- Born: Carlos Mendes January 16, 1959 (age 67) Manhattan, New York, United States
- Genres: Hip-hop
- Occupation: DJ
- Years active: 1975–present

= DJ Charlie Chase =

American DJ (born 1959)

Carlos Mendes (born January 16, 1959), also known as DJ Charlie Chase, is a Puerto Rican DJ. He helped establish the Latino community as a contributing force in the Bronx's early hip-hop culture. DJ Charlie Chase is recognized for his contributions to the early development of hip-hop music and culture. Chase joined the hip-hop scene in 1975 as a founding member of The Cold Crush Brothers, along with DJ Tony Tone and members Grandmaster Caz, Jerry Dee Lewis, Almighty KG, and EZ A.D. In 1980, Chase and DJ Tony Tone were responsible for organizing the first MC convention in hip-hop history.

== Early life ==
Chase was born in Manhattan, New York, on January 16, 1959, to Puerto Rican–born parents. His family moved often and lived in different New York City neighborhoods, which were primarily Puerto Rican or Black. Chase began playing music as a bassist at the age of fourteen, performing a variety of musical styles. Chase produced his first album at the age of 16.

== Career ==
In the 1980s, Chase DJ'd for WBLS alongside Funkmaster Flex. Chase received criticism from some in the Hispanic community for playing hip-hop music because, at the time, it was regarded as a distinctly Black form of music. He merged hip-hop with salsa, among other genres. In the early 1980s, Chase was the DJ for the New York group The Cold Crush Brothers, the first hip-hop group to be signed by CBS Records. In 1981, Chase got his first movie role, playing himself in the film Wild Style, in which he had a small speaking part and performed with his group. Chase was inducted into the Technics DMC DJ Hall of Fame in 2003.

== Influence ==
Chase was among the few Hispanic artists in the early hip-hop scene. He has opened up about not feeling welcome in hip-hop: “[it's] a Black thing and something that’s from their roots…being Hispanic, you’re not accepted in rap.”

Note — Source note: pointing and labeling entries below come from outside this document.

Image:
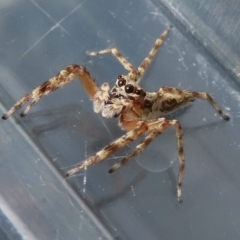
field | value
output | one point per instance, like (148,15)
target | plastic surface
(37,40)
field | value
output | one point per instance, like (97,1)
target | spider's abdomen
(165,101)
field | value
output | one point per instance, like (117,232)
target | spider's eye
(138,91)
(129,88)
(121,82)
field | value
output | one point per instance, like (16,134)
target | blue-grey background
(37,39)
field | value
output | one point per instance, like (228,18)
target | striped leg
(160,125)
(142,68)
(127,65)
(111,148)
(66,76)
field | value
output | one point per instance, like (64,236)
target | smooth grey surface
(37,40)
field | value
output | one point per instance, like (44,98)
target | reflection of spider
(138,110)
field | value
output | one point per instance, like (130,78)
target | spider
(139,112)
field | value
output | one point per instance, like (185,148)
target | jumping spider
(138,111)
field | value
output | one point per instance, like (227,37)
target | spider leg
(146,62)
(130,136)
(127,65)
(66,76)
(158,127)
(207,97)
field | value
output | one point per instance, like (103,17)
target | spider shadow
(123,191)
(69,115)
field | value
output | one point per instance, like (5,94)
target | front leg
(66,76)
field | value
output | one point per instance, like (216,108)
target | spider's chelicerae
(138,111)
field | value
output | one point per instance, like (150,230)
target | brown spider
(138,111)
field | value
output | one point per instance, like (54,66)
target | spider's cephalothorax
(139,111)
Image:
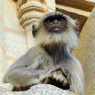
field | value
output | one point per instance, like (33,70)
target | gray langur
(50,61)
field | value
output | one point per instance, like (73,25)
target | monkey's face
(56,27)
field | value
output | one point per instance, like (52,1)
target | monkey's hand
(58,76)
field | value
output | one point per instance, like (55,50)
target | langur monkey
(50,61)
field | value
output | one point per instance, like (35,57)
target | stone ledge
(41,89)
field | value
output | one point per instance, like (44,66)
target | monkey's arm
(28,69)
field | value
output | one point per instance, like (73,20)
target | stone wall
(85,52)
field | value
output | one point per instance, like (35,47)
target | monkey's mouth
(55,30)
(57,83)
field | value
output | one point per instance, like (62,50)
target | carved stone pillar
(30,11)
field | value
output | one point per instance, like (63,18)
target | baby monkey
(50,61)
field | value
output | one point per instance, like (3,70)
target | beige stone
(85,52)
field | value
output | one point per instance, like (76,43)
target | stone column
(29,11)
(85,52)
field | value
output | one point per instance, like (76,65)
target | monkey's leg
(59,77)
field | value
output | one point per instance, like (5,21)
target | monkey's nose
(55,22)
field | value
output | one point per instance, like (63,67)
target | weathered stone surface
(41,89)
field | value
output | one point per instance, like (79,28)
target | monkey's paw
(59,77)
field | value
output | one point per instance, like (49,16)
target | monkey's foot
(58,77)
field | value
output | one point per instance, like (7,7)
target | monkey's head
(54,28)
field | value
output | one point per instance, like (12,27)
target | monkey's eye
(55,23)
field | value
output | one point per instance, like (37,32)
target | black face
(55,23)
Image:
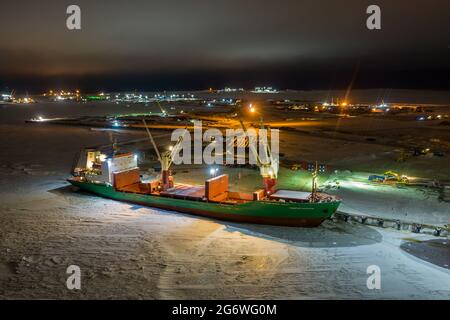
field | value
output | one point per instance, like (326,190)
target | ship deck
(185,192)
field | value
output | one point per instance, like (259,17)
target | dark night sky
(195,44)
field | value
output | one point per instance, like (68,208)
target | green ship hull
(300,214)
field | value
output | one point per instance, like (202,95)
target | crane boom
(152,140)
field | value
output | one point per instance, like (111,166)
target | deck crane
(164,113)
(165,158)
(268,165)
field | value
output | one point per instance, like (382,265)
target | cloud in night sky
(230,38)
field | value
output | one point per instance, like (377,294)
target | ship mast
(268,169)
(165,158)
(314,184)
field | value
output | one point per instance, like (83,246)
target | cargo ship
(118,177)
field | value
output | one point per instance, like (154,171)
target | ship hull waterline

Chase was vocal about his ethnicity, despite some backlash. “That was my way of opening the doors for everybody else to do what they’re doing now,” he said, “and being that I was there at the very beginning, that was the way I had to do it. That was my contribution.”

When artists like The Mean Machine began to popularize Spanish-language hip-hop, Chase was wary that they were straying too far from hip-hop's roots. Eventually, he recognized their new contributions to the genre and put his support behind what he deemed “cool and new.”

Chase's work influenced many artists who came after him, such as underground acts like Mellow Man Ace and Latin Empire, as well as mainstream rappers like Fat Joe and Big Pun.